Olivier (Olivier Gourmet) teaches carpentry at a juvenile reentry center in a poor, unnamed Belgian city. When a young man named Francis (Morgan Marinne) enters the system, Olivier becomes strangely obsessed and begins trailing him through the halls of the center and the back alleys of the city. Francis is quietly desperate for adult guidance, and asks Olivier to join the carpentry class. Olivier refuses, but continues to spy on Francis. For the film’s first half-hour, there is no explanation for Olivier’s behavior. You wonder if you’re watching Death in Venice Belgium.
*Spoiler warning*
Then, in an almost offhand way, the Dardennes make the big reveal: five years earlier, Francis killed Olivier’s son during a botched robbery. Francis is unaware that Olivier is his victim’s father, but Olivier is all too aware of the connection.
Olivier, burdened by contradictory desires for forgiveness and revenge, allows Francis into his class. As he and Francis develop a relationship, Olivier’s moral dilemma becomes a source of almost unbearable suspense.
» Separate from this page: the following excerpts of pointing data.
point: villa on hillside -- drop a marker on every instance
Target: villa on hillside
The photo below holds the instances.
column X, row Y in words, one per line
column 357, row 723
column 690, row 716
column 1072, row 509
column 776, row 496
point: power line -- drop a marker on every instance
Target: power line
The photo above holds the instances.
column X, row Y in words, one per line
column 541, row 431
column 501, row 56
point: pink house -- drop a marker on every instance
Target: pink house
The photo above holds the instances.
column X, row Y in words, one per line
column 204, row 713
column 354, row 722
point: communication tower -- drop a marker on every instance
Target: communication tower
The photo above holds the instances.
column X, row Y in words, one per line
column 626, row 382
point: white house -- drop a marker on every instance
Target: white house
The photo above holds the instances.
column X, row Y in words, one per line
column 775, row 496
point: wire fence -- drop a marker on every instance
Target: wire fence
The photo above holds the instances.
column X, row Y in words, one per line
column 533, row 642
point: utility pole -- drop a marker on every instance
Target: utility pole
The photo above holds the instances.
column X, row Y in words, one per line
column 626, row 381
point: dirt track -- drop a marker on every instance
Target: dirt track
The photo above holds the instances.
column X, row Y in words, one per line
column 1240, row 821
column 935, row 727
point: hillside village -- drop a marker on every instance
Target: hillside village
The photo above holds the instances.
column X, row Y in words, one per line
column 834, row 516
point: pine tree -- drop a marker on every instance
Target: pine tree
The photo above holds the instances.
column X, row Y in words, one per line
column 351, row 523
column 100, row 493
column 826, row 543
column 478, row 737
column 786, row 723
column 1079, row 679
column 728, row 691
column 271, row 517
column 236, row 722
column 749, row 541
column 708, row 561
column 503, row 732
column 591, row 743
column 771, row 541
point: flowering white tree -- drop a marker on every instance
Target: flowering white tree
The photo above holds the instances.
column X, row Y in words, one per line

The film’s last act, in which Olivier drives Francis to an isolated lumberyard, will literally stop your breath.
The Son is beautifully shot in an intense vérité style. For most of the film, the camera follows Olivier as if it were mounted to his right shoulder. The Dardennes eschew a soundtrack or musical score, using a cacophony of passing cars, banging hammers and whining buzz saws to emphasize Olivier’s raging moral conflict. As tension builds in several scenes, so does the ambient noise.
Darren Aronofsky clearly had the Dardenne brothers in mind when he made The Wrestler, though, in this writer’s opinion, he merely cribbed their visual and aural style to add some vérité credibility to a trite script. He doesn’t come close to emulating the unadorned psychological realism that is effortlessly displayed in The Son.
Like The Wrestler, many critics have called The Son a Christian allegory. While no one has explicitly spelled out the nature of this allegory, one possible interpretation would be that Olivier represents God, his dead son represents Jesus, and Francis, the son’s murderer, represents humanity at the mercy of a force that can destroy it or forgive it.